Despite these overall decreases, the survey found that video-game spending is increasing as a percentage of teens’ overall budgets, as is the percentage of teens who plan to buy an iPhone.
The 17th biannual ‘Taking Stock with Teens” survey, which polled students both online and at school, revealed that teens and their parents are still buying new clothes, footwear and accessories, but are more selective and increasingly price conscious. Similarly, teen restaurant spending also reflects a similar shift toward value.
Fashion, Beauty & Apparel Preferences
- West Coast Brands (e.g. Pacific Sunwear, Volcom, Quicksilver, Zumiez) took the #1 spot in clothing brand preferences among teens, followed by Hollister, Nike, Forever 21, and American Eagle.
- Specifically among brands ranked by young women, Hollister took the “most preferred” position, while West Coast Brands continued to remain a favorite among young men.
- Spending in the junior apparel category has decreased 19%, but increased 9% for footwear and 8% for accessories.

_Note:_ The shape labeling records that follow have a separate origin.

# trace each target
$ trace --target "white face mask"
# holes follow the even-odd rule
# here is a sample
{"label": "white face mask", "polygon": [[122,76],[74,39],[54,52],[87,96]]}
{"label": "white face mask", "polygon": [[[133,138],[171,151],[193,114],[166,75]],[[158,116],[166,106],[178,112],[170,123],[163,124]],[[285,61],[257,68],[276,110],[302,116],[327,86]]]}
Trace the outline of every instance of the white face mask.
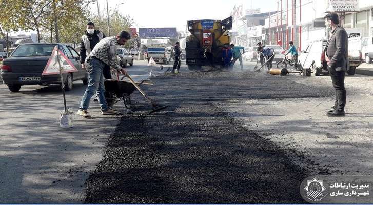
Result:
{"label": "white face mask", "polygon": [[326,26],[326,28],[327,28],[328,30],[331,31],[331,23],[330,20],[327,19],[325,21],[325,26]]}
{"label": "white face mask", "polygon": [[90,34],[93,34],[94,33],[94,29],[87,29],[87,32]]}

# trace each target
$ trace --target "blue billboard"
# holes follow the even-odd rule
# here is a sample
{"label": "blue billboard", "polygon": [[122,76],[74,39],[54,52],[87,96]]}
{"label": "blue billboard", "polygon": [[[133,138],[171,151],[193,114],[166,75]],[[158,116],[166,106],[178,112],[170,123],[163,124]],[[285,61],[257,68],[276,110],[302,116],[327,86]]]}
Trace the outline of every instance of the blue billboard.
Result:
{"label": "blue billboard", "polygon": [[139,28],[140,38],[176,38],[176,28]]}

- Footwear posted the strongest year-over-year and sequential results at a 4% and 21% gain respectively - an indication that the strong footwear cycle, particularly relative to the weakness in apparel, continues for the youth demographic.
- Beauty spending is down from last year, but is stabilizing from fall 2008 as lower-price categories of fragrance and cosmetics outpace skin care, and department stores continue to cede share to discount, drug, and specialty stores.